Betty labored at home for two days before she realized something was terribly wrong with her labor. To reach the nearest hospital, she traveled from her island by boat for three hours. Her baby did not survive, and Betty was left with obstetric fistula.
Back in 2010, Betty Mazimbi started going into labor in her home village of Tongwa in Mpulungu district. She was in labor at home for two days because there was no clinic or hospital nearby. When she realized she wouldn’t be able to deliver, she was transported to a boat, as Togwa is an island, and someone paddled her for three hours to get her to a hospital.
Once at Mbala Hospital, Betty, 26, stayed for another two days, but still was unable to deliver. The doctors at the hospital even cut through her vagina in an effort to deliver the baby. The baby was delivered but he had already died. She said she was in so much pain that she didn’t even get to see the baby and remembers very little from that time period – whether the baby was big or small or any of its features.
After the baby was born, she developed fistula. Like many women, the condition led to isolation and Betty’s first husband left her, though she had since remarried.
She learned about the Fistula Foundation through a local woman who knew about fistula and the foundation thanks to the Fistula Foundation’s outreach efforts via a local radio programs. The woman shared the information with Betty and soon she was in communication with the foundation. When it was confirmed she had fistula, she traveled by boat once again to Mpulungu. She then got the bus ticket covered to come to Mpika for life-changing surgery.
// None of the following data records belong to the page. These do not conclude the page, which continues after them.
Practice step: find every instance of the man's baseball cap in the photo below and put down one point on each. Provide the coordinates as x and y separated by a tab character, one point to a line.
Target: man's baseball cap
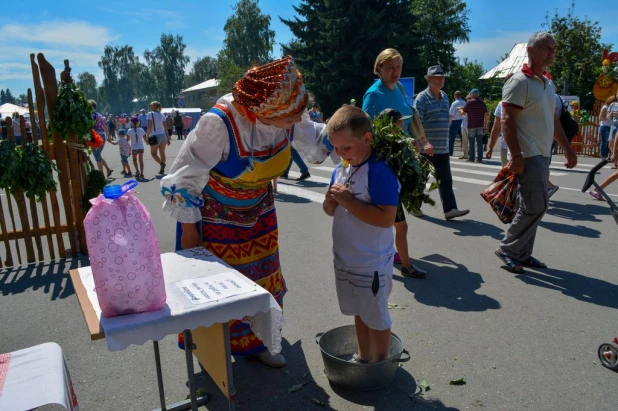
395	114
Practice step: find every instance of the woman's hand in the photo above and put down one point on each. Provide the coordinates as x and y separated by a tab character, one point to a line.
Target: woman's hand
190	237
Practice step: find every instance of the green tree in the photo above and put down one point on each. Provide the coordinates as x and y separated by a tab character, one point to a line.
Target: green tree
167	63
580	53
203	69
8	97
248	37
336	43
228	73
464	76
88	84
439	25
119	65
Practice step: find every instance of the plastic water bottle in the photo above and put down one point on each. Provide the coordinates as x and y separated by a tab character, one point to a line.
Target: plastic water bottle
124	253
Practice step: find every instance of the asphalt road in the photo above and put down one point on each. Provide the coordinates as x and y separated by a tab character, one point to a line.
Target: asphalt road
519	341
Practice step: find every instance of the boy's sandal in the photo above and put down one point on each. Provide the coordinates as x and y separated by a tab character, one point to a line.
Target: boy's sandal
510	264
413	272
596	195
533	263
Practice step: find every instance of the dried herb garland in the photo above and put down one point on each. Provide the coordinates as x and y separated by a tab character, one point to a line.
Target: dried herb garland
33	172
392	145
72	113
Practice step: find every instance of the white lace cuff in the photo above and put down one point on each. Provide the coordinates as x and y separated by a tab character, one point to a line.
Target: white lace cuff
183	214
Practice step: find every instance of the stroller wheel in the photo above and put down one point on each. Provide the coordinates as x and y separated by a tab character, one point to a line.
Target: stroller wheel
608	354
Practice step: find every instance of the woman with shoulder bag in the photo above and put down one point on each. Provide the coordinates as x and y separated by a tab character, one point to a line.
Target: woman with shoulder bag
158	138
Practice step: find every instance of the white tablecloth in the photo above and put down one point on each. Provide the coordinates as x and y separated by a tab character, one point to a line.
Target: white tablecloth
258	308
34	377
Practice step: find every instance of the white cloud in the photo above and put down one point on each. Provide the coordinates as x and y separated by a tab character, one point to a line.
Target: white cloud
72	34
488	50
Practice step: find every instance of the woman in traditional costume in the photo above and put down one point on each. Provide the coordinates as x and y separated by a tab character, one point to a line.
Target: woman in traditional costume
222	178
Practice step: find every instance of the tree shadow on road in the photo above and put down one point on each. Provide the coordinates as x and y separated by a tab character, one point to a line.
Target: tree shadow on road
469	228
290	198
577	230
52	276
580	287
397	395
449	285
576	212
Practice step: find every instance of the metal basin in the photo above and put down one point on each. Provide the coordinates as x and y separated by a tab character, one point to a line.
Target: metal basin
337	347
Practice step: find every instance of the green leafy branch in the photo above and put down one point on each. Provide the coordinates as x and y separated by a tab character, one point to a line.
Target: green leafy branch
397	149
72	113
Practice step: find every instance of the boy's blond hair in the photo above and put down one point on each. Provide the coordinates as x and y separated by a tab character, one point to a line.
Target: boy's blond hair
383	57
350	118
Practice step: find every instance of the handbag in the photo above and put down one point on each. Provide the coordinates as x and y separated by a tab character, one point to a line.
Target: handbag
152	140
501	195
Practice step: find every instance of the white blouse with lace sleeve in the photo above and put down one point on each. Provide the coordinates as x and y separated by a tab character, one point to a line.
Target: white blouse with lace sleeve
206	146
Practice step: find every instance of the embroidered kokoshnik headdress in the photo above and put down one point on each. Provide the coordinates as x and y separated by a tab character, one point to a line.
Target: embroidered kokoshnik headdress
271	91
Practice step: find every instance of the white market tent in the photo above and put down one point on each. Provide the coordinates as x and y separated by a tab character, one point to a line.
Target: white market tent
208	84
7	110
514	62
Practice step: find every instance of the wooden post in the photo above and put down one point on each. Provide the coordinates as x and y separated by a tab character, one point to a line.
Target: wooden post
35	140
53	198
48	74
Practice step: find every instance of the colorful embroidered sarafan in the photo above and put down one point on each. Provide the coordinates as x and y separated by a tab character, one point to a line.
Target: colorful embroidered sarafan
239	222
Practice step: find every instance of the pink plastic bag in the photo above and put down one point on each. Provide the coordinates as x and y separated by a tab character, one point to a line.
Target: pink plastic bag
124	253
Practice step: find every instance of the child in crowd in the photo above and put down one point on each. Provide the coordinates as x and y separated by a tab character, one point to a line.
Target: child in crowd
363	198
125	151
137	137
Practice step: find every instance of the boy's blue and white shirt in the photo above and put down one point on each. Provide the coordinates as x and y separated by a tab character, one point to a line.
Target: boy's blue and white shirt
358	246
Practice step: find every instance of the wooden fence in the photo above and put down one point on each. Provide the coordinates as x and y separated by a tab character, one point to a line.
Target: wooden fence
67	215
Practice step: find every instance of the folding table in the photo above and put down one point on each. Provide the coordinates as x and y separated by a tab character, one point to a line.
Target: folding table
207	321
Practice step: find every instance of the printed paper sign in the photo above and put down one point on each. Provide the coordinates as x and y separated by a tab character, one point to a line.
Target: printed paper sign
216	287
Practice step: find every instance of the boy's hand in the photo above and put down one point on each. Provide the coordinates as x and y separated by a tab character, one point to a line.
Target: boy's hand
340	194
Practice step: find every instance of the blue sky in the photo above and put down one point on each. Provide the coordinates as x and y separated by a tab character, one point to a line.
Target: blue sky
79	30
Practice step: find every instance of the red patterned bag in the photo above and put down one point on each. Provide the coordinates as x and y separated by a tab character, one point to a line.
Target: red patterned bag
501	195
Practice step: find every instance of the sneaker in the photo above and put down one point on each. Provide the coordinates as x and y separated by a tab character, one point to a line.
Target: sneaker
413	271
275	361
303	176
454	213
397	259
552	191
She was among more than 30 women who the Fistula Foundation operated on during a weeklong surgical outreach at Chilonga Mission Hospital in Mpika
Betty says fistula is a very sad situation. She has to find ways to clean her pads, and sometimes she even had to wear a diaper to keep the urine and feces from flowing. If not, the urine will just leak, she said. Betty has one other child.
She found herself isolated because of the ailment, so she’s very thankful she’s getting treatment with the Fistula Foundation.